AI Agents and MCP
Pushmark supports both direct API calls and AI agent workflows.
That gives you two good integration paths:
- use HTTPS directly from scripts, CI/CD jobs, and backend services
- use MCP from AI agents such as Codex, Cursor, Claude Code, VS Code, and other MCP-compatible clients
If you already know the exact request you want to make, HTTP is the simplest option. If you want an agent to inspect channels, check usage, and send notifications through structured tool calls, MCP is the better fit.
CLI vs MCP
Use direct HTTP or CLI when:
- you are wiring Pushmark into a shell script
- you are sending notifications from GitHub Actions or another CI system
- you want the smallest possible integration surface
Use MCP when:
- an AI agent should choose which Pushmark action to take
- you want the model to work with structured tools instead of handwritten API glue
- you want one Pushmark integration that can be reused across multiple agent clients
CLI examples
cURL
curl -X POST https://api.pushmark.app/YOUR_CHANNEL_HASH \
-H "Content-Type: application/json" \
-d '{
"message": "Production deploy completed successfully.",
"type": "success"
}'
Pushmark CLI
pushmark -t success YOUR_CHANNEL_HASH "Production deploy completed successfully."

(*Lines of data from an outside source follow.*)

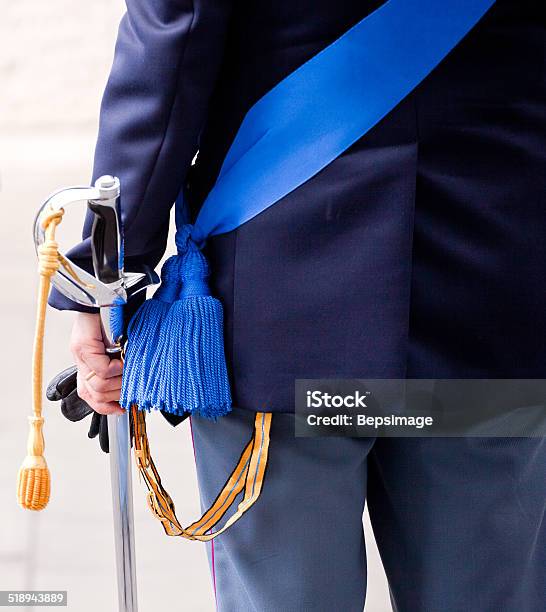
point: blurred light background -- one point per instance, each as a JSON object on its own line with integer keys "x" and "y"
{"x": 54, "y": 61}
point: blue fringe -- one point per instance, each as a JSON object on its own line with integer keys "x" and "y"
{"x": 142, "y": 337}
{"x": 175, "y": 352}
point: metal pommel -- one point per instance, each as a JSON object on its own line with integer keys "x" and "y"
{"x": 111, "y": 284}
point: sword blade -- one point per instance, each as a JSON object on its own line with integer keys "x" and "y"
{"x": 107, "y": 248}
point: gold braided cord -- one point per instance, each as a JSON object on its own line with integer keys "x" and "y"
{"x": 248, "y": 474}
{"x": 34, "y": 481}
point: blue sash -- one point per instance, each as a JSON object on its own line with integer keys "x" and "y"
{"x": 175, "y": 355}
{"x": 326, "y": 105}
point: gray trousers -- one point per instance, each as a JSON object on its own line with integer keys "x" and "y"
{"x": 459, "y": 522}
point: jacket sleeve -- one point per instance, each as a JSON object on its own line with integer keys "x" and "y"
{"x": 167, "y": 57}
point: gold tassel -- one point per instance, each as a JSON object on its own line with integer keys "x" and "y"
{"x": 34, "y": 480}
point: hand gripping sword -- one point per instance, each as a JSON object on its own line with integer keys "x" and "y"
{"x": 109, "y": 290}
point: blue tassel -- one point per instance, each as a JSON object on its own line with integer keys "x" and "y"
{"x": 143, "y": 335}
{"x": 175, "y": 352}
{"x": 191, "y": 355}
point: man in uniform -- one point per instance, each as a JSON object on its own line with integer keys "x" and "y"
{"x": 419, "y": 253}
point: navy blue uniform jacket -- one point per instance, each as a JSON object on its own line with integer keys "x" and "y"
{"x": 419, "y": 252}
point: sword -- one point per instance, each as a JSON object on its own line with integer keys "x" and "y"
{"x": 109, "y": 289}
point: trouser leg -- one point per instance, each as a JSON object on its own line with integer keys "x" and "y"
{"x": 301, "y": 547}
{"x": 460, "y": 523}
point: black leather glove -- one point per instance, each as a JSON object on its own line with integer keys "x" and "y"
{"x": 63, "y": 388}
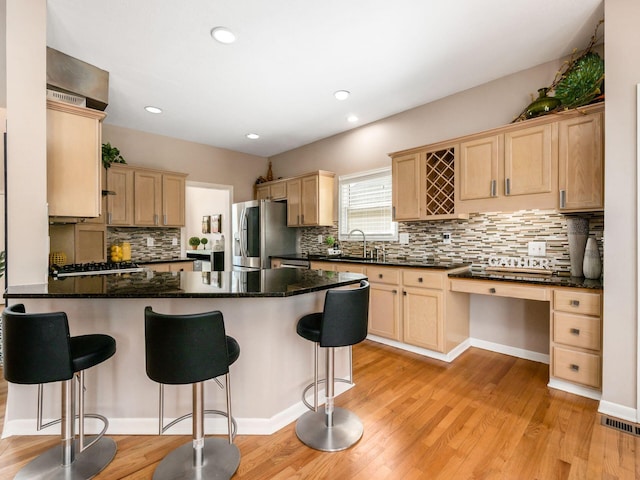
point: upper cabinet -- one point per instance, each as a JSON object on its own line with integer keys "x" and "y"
{"x": 310, "y": 200}
{"x": 74, "y": 165}
{"x": 144, "y": 197}
{"x": 423, "y": 184}
{"x": 581, "y": 159}
{"x": 551, "y": 162}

Install guide: pushmark/pushmark-cli
These examples are ideal for terminal usage, deploy hooks, cron jobs, and lightweight automations.
MCP overview
Pushmark exposes a remote MCP server at:
https://api.pushmark.app/mcp
The MCP server lets AI agents work with Pushmark as a tool-based integration instead of a prompt-only integration.

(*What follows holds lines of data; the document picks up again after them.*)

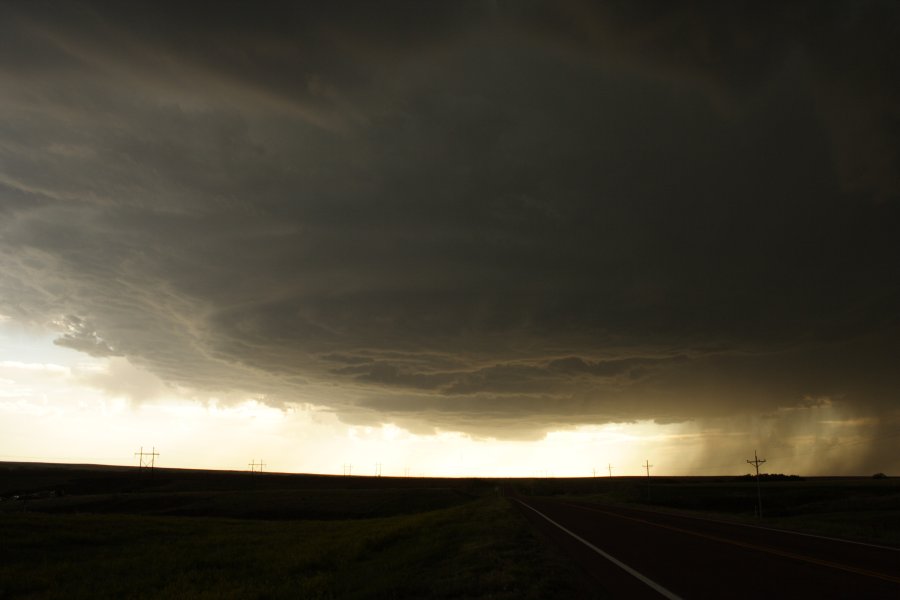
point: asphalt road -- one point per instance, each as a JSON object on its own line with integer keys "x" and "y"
{"x": 632, "y": 553}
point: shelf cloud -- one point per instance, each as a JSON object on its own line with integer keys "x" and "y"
{"x": 495, "y": 218}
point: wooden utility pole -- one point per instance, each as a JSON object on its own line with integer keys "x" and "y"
{"x": 147, "y": 459}
{"x": 647, "y": 466}
{"x": 756, "y": 462}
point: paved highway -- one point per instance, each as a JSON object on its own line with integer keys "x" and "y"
{"x": 634, "y": 553}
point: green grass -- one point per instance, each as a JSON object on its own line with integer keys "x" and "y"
{"x": 482, "y": 549}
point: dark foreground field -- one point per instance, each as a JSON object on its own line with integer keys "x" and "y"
{"x": 93, "y": 532}
{"x": 116, "y": 532}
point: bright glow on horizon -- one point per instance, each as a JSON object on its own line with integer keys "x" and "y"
{"x": 58, "y": 405}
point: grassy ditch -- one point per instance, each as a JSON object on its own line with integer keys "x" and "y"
{"x": 479, "y": 549}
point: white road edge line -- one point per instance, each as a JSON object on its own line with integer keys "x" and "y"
{"x": 608, "y": 557}
{"x": 749, "y": 525}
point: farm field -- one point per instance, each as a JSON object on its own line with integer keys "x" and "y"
{"x": 79, "y": 533}
{"x": 857, "y": 508}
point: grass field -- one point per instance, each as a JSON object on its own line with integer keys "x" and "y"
{"x": 426, "y": 542}
{"x": 95, "y": 532}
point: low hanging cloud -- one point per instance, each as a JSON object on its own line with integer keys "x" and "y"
{"x": 497, "y": 220}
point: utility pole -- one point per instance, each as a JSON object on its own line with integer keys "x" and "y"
{"x": 647, "y": 466}
{"x": 756, "y": 462}
{"x": 147, "y": 459}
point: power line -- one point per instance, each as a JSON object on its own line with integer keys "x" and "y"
{"x": 756, "y": 462}
{"x": 147, "y": 460}
{"x": 647, "y": 466}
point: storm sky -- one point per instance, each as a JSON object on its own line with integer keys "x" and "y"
{"x": 498, "y": 219}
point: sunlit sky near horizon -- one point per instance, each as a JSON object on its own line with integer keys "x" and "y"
{"x": 453, "y": 239}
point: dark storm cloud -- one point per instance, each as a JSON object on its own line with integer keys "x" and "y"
{"x": 495, "y": 218}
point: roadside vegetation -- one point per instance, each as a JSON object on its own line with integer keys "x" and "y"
{"x": 433, "y": 543}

Public workflows can be used with a channel_hash. Owner workflows can use OAuth and bearer tokens for account-level actions.
Supported MCP tools
| Tool | Purpose | Auth |
|---|---|---|
pushmark.server_status | Check auth mode and supported scopes | No |
pushmark.channel_overview | Inspect a channel, subscriber counts, and recent notifications | No with channel_hash; Yes for owned lookup |
pushmark.send_notification | Validate or send a notification | No with channel_hash; Yes for owned lookup |
pushmark.list_channels | List your channels | Yes |
pushmark.usage_overview | Inspect limits and account usage | Yes |
pushmark.create_channel | Create a channel | Yes |
pushmark.update_channel | Update a channel | Yes |
AI agent examples
Once Pushmark is connected over MCP, you can give your agent instructions like:
- "Send a success notification to channel
YOUR_CHANNEL_HASHsaying the deploy is live." - "Show me the recent activity for channel
prod-alerts." - "List my Pushmark channels and tell me which one was used most recently."
- "Check whether my account is close to its monthly notification limit."
- "Create a new public channel called
deployments-eu."
Client setup
Install Pushmark in your client
Deeplink where supported, command fallback otherwise.
Codex
codex mcp add pushmark --url https://api.pushmark.app/mcp
codex mcp list
Or add it directly to ~/.codex/config.toml:
[mcp_servers.pushmark]
url = "https://api.pushmark.app/mcp"
Suggested agent instruction:
Use the `pushmark` MCP server for all Pushmark operations. Complete the browser login flow if prompted.
Cursor
Create ~/.cursor/mcp.json:
{
"mcpServers": {
"pushmark": {
"url": "https://api.pushmark.app/mcp"
}
}
}
Useful commands:
cursor-agent mcp list
cursor-agent mcp login pushmark
cursor-agent mcp list-tools pushmark
Claude Code
claude mcp add --transport http --scope user pushmark https://api.pushmark.app/mcp
claude mcp list
Claude Code will usually trigger the browser login flow automatically when an authenticated Pushmark tool is used for the first time.
Auth model
- Public channel workflows can work with
channel_hash - Account-level workflows require OAuth
- Authenticated MCP clients can list channels, inspect usage, and manage channels
If your AI agent only needs to send notifications into a known public channel, the unauthenticated path is often enough.